I have two rasters of different resolution and extent:
> res(Elevation)
[1] 0.002083333 0.002083333
> res(Ann_precip)
[1] 0.008333333 0.008333333
> extent(Elevation)
class : Extent
xmin : -15.07722
xmax : -7.641806
ymin : 7.193611
ymax : 12.67694
> extent(Ann_precip)
class : Extent
xmin : -15.075
xmax : -7.641667
ymin : 7.191667
ymax : 12.675
My question is, in order for these two rasters to have matching resolutions and extents, is it better to:
A) use the raster::aggregate
function
> 0.008333333/0.002083333
[1] 4
Elevation_res<-aggregate(Elevation, fact=4, fun=mean)
and the raster::extend
function
Elevation_res<-extend(Elevation_res, Ann_precip, values=NA)
(although here I still get different but very similar extents and resolutions):
> res(Elevation_res)
[1] 0.008333333 0.008333333
> res(Ann_precip)
[1] 0.008333333 0.008333333
> res(Elevation_res)==res(Ann_precip)
[1] FALSE FALSE
> extent(Elevation_res)
class : Extent
xmin : -15.07722
xmax : -7.635556
ymin : 7.193611
ymax : 12.67694
> extent(Ann_precip)
class : Extent
xmin : -15.075
xmax : -7.641667
ymin : 7.191667
ymax : 12.675
or
b) use the raster::resample
function
Elevation_res<-resample(Elevation, Ann_precip, method="bilinear")

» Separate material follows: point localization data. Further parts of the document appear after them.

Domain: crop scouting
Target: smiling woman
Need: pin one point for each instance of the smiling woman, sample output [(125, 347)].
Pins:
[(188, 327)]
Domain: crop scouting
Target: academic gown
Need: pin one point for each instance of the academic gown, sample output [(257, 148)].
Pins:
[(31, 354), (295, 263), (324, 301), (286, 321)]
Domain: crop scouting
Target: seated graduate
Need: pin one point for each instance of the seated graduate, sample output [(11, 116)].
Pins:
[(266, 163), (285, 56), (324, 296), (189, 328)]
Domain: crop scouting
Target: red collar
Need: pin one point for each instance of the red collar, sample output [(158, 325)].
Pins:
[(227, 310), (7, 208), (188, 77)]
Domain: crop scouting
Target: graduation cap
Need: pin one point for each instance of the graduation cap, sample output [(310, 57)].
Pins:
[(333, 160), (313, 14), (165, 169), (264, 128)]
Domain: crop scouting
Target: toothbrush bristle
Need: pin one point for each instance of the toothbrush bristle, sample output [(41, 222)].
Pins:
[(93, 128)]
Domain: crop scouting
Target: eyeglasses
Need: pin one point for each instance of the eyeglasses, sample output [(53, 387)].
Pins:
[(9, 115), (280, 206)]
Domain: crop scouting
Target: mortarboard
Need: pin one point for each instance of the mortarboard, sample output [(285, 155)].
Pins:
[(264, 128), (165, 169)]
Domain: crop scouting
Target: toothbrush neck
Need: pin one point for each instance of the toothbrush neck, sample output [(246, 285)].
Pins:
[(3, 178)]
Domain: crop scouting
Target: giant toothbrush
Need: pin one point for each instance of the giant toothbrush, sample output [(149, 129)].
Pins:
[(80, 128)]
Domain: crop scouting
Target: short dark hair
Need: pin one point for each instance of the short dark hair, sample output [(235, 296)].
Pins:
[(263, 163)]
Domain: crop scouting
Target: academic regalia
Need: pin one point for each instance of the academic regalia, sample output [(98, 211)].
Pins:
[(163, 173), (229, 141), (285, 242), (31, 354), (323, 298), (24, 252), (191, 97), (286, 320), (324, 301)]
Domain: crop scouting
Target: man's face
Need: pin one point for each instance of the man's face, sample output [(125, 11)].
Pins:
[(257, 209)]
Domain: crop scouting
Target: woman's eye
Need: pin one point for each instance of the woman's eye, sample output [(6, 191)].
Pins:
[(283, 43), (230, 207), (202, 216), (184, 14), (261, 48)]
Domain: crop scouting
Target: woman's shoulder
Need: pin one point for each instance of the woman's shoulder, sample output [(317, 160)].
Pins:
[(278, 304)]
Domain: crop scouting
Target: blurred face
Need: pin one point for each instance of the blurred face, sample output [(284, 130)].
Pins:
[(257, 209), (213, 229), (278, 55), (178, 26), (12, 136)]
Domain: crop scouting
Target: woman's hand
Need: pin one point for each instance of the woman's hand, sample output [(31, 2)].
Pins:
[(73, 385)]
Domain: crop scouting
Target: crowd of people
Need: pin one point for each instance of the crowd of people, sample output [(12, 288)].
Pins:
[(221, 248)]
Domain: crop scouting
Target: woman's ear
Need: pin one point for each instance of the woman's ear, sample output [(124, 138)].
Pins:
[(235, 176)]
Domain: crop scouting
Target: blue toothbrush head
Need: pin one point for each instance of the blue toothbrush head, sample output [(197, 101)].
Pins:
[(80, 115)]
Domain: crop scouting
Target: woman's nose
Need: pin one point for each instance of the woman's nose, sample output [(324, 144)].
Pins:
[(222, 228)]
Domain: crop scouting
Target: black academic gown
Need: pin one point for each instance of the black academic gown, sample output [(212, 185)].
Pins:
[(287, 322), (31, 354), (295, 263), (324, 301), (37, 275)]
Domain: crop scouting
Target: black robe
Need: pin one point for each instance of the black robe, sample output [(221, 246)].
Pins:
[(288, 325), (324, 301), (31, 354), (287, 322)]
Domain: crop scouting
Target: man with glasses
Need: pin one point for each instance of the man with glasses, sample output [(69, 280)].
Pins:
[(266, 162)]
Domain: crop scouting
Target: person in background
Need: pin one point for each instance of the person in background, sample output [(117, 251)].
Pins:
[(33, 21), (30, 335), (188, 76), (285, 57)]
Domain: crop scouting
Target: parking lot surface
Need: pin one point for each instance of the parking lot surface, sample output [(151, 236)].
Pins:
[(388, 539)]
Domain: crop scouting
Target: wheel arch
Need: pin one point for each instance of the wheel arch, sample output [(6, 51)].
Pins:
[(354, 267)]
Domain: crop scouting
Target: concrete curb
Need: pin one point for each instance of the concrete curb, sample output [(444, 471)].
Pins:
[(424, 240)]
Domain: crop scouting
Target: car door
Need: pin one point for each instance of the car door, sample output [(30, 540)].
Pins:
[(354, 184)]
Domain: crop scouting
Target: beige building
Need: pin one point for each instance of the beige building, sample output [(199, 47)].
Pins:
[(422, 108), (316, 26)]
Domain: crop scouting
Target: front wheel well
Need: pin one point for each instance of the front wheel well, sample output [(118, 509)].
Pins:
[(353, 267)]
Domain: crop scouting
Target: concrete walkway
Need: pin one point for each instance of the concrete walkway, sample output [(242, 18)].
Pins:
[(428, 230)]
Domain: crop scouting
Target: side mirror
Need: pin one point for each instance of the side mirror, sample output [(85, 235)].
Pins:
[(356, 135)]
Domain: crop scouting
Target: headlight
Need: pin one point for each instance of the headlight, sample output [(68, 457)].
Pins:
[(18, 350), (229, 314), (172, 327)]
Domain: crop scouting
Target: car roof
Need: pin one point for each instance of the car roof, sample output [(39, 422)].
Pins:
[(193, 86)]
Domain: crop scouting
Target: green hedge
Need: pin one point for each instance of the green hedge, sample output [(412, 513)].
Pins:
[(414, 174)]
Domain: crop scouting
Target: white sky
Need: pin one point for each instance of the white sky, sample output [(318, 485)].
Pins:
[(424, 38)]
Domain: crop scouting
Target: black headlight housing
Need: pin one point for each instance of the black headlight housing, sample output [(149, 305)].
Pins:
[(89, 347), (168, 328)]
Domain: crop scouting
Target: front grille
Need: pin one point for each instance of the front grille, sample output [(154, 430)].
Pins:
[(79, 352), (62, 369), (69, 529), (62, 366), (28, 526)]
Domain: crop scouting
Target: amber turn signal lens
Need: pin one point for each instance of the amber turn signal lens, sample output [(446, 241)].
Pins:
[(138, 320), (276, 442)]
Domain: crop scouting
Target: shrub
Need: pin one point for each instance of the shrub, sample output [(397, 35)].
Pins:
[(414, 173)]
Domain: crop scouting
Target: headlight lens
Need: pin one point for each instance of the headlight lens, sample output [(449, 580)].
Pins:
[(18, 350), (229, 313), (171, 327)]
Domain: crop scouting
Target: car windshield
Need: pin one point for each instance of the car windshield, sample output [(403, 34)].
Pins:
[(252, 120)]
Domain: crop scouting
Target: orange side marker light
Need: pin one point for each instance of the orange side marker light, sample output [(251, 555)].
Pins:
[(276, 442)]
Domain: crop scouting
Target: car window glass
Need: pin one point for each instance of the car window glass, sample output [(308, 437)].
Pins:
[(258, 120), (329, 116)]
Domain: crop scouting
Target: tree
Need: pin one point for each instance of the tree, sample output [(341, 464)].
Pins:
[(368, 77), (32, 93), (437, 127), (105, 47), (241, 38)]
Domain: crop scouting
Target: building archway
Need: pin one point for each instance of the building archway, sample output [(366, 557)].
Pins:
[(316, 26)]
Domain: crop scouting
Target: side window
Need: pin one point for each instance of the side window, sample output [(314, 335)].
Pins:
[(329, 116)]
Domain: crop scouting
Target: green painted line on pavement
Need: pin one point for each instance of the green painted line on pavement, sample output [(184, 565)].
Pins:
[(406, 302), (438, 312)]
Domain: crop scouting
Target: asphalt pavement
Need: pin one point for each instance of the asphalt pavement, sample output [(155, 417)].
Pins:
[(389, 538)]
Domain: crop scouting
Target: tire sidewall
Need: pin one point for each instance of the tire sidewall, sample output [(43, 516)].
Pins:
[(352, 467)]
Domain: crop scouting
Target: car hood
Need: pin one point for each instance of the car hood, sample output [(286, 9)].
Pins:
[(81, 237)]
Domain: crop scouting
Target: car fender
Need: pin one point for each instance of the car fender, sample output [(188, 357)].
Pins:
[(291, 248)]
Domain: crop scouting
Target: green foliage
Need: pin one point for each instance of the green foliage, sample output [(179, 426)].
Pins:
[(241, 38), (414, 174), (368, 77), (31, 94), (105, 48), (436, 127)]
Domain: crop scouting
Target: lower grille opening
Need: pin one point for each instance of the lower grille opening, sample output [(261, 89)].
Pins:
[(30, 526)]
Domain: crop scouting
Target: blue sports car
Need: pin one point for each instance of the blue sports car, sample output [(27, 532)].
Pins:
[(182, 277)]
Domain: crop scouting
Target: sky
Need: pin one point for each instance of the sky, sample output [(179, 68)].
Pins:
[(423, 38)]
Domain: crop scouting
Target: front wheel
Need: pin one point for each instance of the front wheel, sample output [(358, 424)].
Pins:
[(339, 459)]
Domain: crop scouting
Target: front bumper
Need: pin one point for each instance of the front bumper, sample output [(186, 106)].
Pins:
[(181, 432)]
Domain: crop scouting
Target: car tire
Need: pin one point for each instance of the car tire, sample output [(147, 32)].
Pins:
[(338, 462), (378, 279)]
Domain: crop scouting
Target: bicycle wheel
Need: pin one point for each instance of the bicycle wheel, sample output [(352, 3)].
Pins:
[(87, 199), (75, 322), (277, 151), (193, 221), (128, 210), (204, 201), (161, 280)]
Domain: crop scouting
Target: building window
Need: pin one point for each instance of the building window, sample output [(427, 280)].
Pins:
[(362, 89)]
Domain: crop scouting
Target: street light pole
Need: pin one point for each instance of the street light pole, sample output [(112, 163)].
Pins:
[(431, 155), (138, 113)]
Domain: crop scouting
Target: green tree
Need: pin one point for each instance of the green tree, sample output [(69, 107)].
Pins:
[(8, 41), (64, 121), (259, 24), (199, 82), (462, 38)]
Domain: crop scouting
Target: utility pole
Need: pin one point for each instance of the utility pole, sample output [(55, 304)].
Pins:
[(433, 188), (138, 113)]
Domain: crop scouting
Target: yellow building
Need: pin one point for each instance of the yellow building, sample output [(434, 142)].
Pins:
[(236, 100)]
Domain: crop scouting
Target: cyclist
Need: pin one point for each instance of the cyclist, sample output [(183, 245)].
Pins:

> res(Elevation_res)==res(Ann_precip)
[1] TRUE TRUE
> extent(Elevation_res)==extent(Ann_precip)
[1] TRUE
I'm asking this because I've read in Wegmann et al (2016) (p110) (if I understand correctly) that resampling greatly affects pixel values, and that aggregate()
,extend()
and crop()
should be used instead.
Since differences in resolution and extent are quite small in my case, can I assume that bias created by resampling would be minimal here?